Son las 8 de la mañana. Su hora de levantarse. Buenos días. Como todos los días, apagó el aparato y saltó
de la cama. El departamento estaba silencioso y agradable. Funcionaban desde hacía años los purificadores
ambientales y los acondicionadores climáticos. Atravesó descalzo los pisos alfombrados y fue hasta la cocina a
prepararse el desayuno.
Abrió una caja y volcó en un plato copos sintéticos. Apretó Hot y sacó del botellón térmico agua caliente.
Agregó complejos vitamínicos, extractos de hierro y de fósforo y fortificadores neurológicos. Los polvos se
diluyeron en el agua y Mariano volcó todo sobre los copos. Después puso agua fría en un vaso y echó unas gotas
de esencia de frutas. De los muchos goteros que había en la alacena de su departamento, eligió esa mañana el
que tenía sabor a melón. Nunca había visto melones, pero le gustaba el olor de esa fruta. Sacó de la heladera un
pomo de crema y lo desparramó sobre los copos, y otro pomo de chocolate y lo chorreó sobre la crema. Cuando
todo estuvo listo, fue a la sala y se despatarró en un sillón. Apretó la tecla de masaje y sintió, como todos los días,
la suave caricia de la felpa bajo su nuca.

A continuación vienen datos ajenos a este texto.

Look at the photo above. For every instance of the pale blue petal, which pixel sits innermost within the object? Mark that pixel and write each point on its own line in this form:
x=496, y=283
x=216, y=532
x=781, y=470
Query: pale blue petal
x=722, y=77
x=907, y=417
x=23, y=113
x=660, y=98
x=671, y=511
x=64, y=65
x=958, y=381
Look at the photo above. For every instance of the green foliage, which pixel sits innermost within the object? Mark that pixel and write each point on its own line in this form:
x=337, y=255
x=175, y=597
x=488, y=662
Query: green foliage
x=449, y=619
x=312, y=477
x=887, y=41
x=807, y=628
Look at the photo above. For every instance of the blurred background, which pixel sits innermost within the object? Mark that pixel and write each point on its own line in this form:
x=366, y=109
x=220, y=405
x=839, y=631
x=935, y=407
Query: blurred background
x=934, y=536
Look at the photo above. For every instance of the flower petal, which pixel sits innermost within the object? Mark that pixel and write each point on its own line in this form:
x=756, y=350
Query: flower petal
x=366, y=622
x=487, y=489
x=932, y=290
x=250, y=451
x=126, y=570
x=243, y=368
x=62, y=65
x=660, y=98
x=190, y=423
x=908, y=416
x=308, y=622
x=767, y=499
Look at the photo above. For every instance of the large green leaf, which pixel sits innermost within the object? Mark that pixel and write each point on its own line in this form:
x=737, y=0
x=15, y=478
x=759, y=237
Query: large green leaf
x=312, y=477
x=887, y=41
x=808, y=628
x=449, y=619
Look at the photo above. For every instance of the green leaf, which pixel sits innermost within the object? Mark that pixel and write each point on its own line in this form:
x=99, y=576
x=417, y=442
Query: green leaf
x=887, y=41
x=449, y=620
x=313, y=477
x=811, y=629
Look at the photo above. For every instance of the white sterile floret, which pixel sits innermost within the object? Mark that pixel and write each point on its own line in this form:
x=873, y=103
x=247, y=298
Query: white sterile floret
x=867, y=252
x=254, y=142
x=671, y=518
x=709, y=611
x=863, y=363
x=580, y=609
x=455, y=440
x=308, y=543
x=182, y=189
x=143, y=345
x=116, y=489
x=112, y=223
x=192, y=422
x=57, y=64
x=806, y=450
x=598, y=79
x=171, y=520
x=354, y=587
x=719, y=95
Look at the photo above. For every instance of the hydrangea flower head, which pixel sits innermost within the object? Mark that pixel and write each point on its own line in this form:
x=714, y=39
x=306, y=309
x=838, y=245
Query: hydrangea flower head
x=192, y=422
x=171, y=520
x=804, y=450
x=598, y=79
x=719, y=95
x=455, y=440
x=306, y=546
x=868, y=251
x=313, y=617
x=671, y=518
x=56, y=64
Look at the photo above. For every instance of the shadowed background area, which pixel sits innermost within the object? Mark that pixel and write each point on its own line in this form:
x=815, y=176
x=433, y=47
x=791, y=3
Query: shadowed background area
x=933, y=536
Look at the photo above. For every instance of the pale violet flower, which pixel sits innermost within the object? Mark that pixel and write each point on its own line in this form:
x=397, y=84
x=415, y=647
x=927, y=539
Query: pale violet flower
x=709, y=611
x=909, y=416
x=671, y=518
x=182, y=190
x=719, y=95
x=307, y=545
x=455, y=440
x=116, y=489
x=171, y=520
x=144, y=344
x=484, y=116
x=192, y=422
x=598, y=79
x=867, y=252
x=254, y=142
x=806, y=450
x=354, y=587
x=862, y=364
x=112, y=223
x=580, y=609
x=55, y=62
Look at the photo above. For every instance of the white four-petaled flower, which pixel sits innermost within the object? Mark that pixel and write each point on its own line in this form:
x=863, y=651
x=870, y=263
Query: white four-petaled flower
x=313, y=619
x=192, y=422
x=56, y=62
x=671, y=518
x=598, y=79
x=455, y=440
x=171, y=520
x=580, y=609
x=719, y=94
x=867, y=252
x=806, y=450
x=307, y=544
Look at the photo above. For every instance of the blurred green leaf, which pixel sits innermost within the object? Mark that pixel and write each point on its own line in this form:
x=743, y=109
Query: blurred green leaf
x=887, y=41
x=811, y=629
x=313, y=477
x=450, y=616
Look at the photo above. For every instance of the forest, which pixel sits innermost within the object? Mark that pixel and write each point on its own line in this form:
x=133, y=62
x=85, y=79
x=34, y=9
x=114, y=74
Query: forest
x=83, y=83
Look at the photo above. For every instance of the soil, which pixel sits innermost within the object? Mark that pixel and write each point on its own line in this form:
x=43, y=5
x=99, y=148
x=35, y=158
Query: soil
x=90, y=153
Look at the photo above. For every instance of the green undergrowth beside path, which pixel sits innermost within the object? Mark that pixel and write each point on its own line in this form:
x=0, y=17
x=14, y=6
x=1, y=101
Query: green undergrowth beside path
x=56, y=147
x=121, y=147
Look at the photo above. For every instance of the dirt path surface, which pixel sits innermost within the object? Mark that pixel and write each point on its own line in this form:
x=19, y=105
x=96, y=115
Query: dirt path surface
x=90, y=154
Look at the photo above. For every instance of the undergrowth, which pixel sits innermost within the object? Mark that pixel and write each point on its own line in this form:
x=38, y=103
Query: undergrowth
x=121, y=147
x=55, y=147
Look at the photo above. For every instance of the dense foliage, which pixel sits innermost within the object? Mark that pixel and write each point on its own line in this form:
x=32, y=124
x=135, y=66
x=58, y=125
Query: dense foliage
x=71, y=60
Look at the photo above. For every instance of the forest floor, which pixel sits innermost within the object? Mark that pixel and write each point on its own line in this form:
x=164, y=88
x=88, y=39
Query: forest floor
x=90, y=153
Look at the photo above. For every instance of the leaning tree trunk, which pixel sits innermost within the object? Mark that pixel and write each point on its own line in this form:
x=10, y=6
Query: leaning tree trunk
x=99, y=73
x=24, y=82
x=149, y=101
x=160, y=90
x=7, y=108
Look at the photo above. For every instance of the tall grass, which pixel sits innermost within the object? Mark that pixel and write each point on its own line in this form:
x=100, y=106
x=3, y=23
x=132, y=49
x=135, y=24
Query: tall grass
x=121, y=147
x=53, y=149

Mientras desayunaba y se dejaba acariciar por el sillón, apretó power y echó a funcionar una película. Era
una vieja película española. Se llamaba “Navidad en la nieve” y Mariano la había visto ya muchas veces, la conocía
casi de memoria. En ella, una noche muy fría, un viejo increíble con barba blanca y vestido de rojo ofrecía regalos,
y había gente reunida en sus casas, cantando y comiendo algo que llamaban “turrones”, y también una chica que
tenía ojos tristes y el pelo muy largo. Mariano miraba con atención las escenas. Cuando una de ellas le gustaba
mucho, apretaba pause y se quedaba largo tiempo con los ojos fijos en la pantalla.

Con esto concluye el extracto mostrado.